Mindfulness’s most beneficial impact is dramatically reducing the stress of faculty and the student community. The resilience to stress, overall, shows marked improvement. 

Increasing the frequency of mindfulness practice, even if the sessions are over in minutes, improves health both in the short term and over a long time.

According to a 2017 U.S. survey, the percentage of adults and students benefiting from mindfulness tripled between 2012 and 2017. The level of cognitive awareness and intellectual alertness improved, and this impacted performance positively over time.

Students undergoing psychoeducational testing programs become more receptive to mindfulness practices. Faculty can develop and customize best mindfulness practices to cater for the needs of different age groups and contexts.  

Educational therapy for autism has proven to be a game changer for overcoming the disability, paving the way for increasing the adoption of mindfulness sessions that improve cognitive intelligence.

Schools that are most sensitive to the developmental changes and shifting needs of students, those that have adopted mindfulness as a mission statement, have registered marked improvement in the student’s social, emotional, and physical health.

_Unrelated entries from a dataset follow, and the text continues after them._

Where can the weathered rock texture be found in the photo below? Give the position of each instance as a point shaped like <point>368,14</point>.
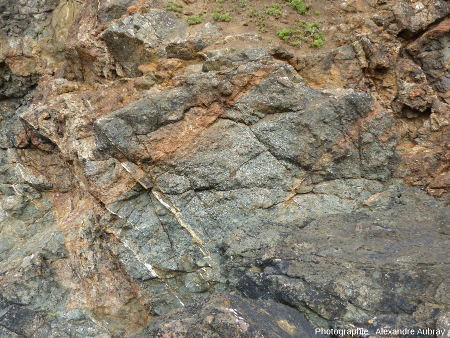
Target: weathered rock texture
<point>155,185</point>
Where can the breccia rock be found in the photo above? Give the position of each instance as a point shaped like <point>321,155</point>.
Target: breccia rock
<point>153,184</point>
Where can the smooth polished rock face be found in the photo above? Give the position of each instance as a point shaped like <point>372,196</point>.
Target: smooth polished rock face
<point>153,184</point>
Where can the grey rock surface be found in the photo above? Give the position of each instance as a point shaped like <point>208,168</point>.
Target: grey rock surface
<point>153,185</point>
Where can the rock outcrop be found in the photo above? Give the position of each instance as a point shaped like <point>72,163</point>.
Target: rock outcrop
<point>162,180</point>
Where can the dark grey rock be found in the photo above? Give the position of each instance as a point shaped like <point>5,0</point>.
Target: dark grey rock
<point>145,36</point>
<point>232,316</point>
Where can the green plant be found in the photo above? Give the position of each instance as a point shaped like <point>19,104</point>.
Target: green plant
<point>194,19</point>
<point>219,16</point>
<point>286,33</point>
<point>299,5</point>
<point>172,6</point>
<point>273,9</point>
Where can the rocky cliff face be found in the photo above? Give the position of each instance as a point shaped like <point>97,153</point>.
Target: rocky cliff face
<point>162,180</point>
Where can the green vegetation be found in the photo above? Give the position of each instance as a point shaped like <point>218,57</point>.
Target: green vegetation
<point>219,16</point>
<point>172,6</point>
<point>307,32</point>
<point>299,5</point>
<point>194,19</point>
<point>273,9</point>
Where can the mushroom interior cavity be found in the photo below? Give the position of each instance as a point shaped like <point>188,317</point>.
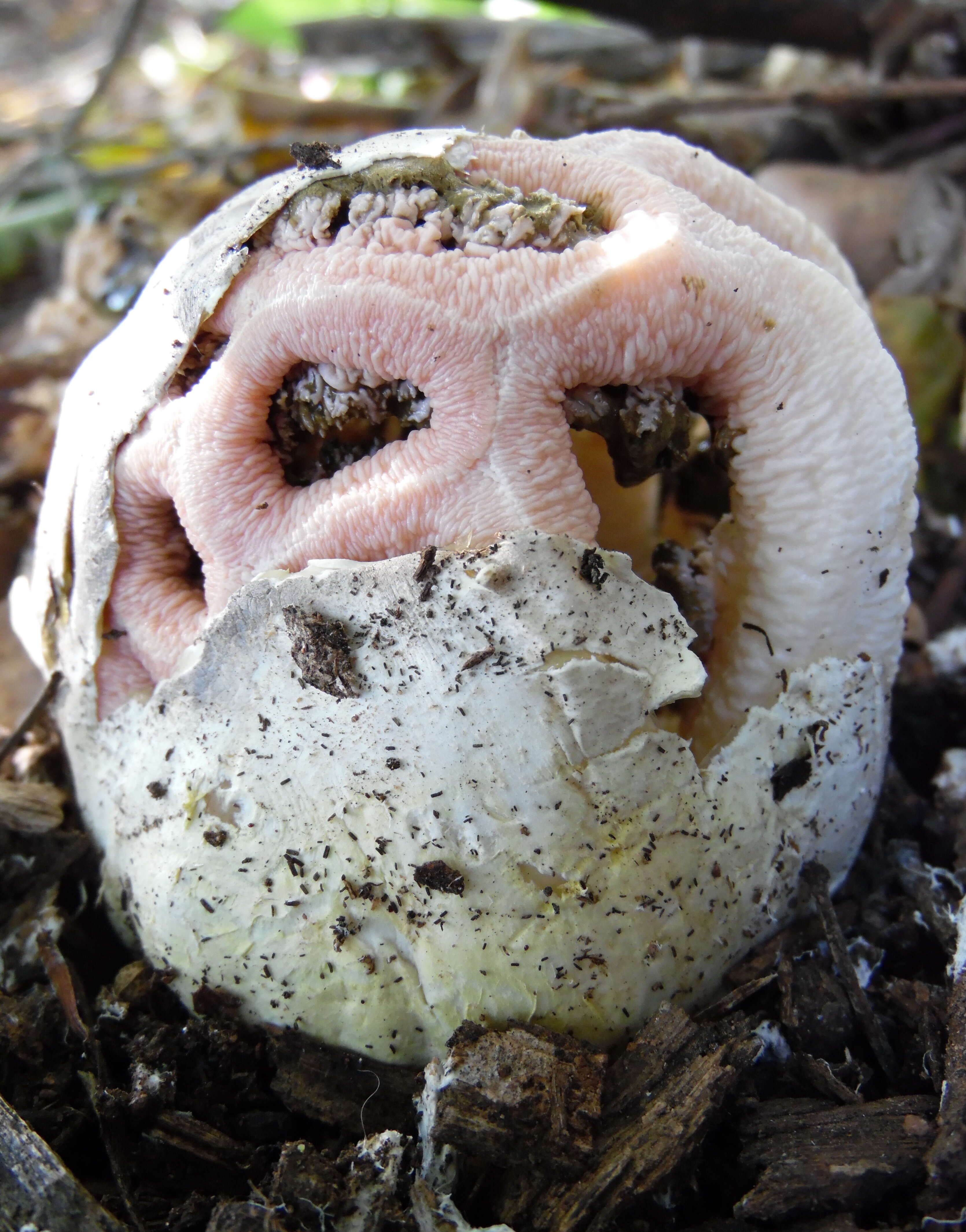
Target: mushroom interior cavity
<point>615,272</point>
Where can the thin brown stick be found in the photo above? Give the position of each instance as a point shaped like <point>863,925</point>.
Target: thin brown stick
<point>835,97</point>
<point>124,36</point>
<point>816,879</point>
<point>735,998</point>
<point>63,986</point>
<point>16,737</point>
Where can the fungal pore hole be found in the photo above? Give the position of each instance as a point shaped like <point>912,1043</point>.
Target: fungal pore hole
<point>323,419</point>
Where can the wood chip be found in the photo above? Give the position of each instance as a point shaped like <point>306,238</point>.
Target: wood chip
<point>36,1189</point>
<point>332,1085</point>
<point>815,1159</point>
<point>525,1095</point>
<point>661,1100</point>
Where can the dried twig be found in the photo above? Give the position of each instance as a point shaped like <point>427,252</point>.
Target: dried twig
<point>815,878</point>
<point>124,36</point>
<point>735,998</point>
<point>667,106</point>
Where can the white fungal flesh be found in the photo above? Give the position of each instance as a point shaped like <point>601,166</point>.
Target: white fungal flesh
<point>604,871</point>
<point>604,868</point>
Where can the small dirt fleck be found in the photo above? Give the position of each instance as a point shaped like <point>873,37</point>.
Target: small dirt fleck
<point>592,568</point>
<point>794,774</point>
<point>322,652</point>
<point>438,875</point>
<point>316,154</point>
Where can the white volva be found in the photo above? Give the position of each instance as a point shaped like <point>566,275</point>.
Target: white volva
<point>468,798</point>
<point>270,838</point>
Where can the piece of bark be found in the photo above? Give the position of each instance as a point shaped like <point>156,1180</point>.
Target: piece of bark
<point>305,1181</point>
<point>815,879</point>
<point>525,1096</point>
<point>815,1159</point>
<point>438,1213</point>
<point>948,1156</point>
<point>661,1100</point>
<point>37,1189</point>
<point>333,1086</point>
<point>734,999</point>
<point>199,1139</point>
<point>820,1075</point>
<point>375,1173</point>
<point>934,891</point>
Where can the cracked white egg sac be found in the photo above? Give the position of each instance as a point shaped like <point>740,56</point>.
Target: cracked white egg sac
<point>509,838</point>
<point>371,788</point>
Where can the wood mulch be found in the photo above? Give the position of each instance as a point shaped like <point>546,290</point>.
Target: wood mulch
<point>826,1089</point>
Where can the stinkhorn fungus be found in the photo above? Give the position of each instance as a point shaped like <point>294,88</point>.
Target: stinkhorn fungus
<point>369,730</point>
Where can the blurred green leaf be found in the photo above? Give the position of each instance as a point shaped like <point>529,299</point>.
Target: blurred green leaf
<point>275,23</point>
<point>21,226</point>
<point>930,350</point>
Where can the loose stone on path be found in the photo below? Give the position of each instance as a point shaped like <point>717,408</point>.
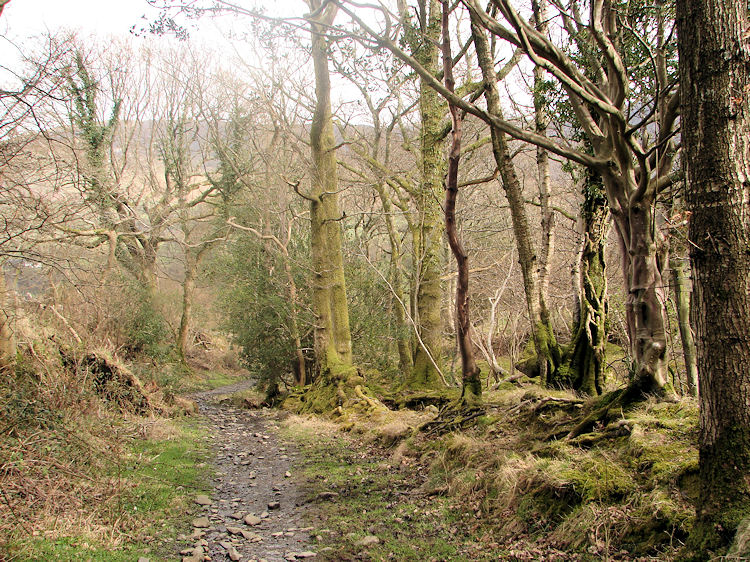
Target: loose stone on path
<point>237,524</point>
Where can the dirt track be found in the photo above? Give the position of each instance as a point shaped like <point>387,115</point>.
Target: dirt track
<point>254,510</point>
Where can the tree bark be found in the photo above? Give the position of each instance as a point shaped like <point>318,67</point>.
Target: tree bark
<point>585,357</point>
<point>715,79</point>
<point>428,232</point>
<point>188,290</point>
<point>682,289</point>
<point>547,350</point>
<point>541,123</point>
<point>332,334</point>
<point>471,392</point>
<point>7,334</point>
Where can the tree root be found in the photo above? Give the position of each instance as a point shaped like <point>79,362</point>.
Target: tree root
<point>614,400</point>
<point>452,418</point>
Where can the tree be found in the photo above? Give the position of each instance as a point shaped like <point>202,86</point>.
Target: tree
<point>630,133</point>
<point>333,347</point>
<point>715,78</point>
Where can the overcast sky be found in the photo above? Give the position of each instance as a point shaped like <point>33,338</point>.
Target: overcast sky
<point>22,18</point>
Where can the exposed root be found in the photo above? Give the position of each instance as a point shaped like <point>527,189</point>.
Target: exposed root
<point>452,418</point>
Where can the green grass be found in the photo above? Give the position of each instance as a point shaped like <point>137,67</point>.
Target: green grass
<point>156,479</point>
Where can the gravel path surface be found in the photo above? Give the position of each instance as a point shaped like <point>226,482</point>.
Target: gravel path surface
<point>254,512</point>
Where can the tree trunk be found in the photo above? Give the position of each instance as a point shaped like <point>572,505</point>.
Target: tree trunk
<point>715,81</point>
<point>645,305</point>
<point>300,372</point>
<point>471,392</point>
<point>403,332</point>
<point>541,123</point>
<point>188,290</point>
<point>428,235</point>
<point>585,357</point>
<point>547,350</point>
<point>682,288</point>
<point>7,334</point>
<point>332,335</point>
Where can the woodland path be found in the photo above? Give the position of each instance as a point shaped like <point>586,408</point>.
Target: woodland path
<point>254,512</point>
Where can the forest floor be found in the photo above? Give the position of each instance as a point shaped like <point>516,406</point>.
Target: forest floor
<point>254,510</point>
<point>290,487</point>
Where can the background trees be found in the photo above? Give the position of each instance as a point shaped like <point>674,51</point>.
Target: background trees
<point>315,221</point>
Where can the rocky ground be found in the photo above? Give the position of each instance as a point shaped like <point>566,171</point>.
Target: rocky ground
<point>254,512</point>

According to Surya Chandra Healing Yoga researcher Erica Baxter, mindfulness in education confers 10 striking benefits on students:

  1. Immediate but long-lasting reduction in anxiety.
  2. Ability to better manage stress and substitute anxiety with calm purposefulness.
  3. Increased attentiveness and better focus without distraction.
  4. Better control over emotions and mature emotional reactivity to daily situations.
  5. Heightened capability for self-regulation and more self-awareness about one’s potential.
  6. Discovering an oasis of peace in the midst of emotionally trying and frustrating circumstances.
  7. The ability to quickly regain one’s calm without emotionally draining oneself.
  8. Broadening the horizons of one’s perspectives to become better planners and strategic thinkers. 
  9. Reducing examination anxiety with improved memory training and concentration and eliminating confused thinking and mind fog.
  10. Mitigating the drawbacks of disabilities such as ADHD and autism and improving cognitive thinking and responsiveness to daily life situations. 

Conclusion

Introducing mindfulness in education benefits students positively.  Even children with disabilities will find mindfulness a powerful tool that unlocks their potential for academic excellence.

Educational therapy services can identify patterns of disabilities such as ADHD or autism. The findings can be used to finetune targeted interventions that tackle the underlying disability so that students make the most of mindfulness sessions and manage stress more effectively.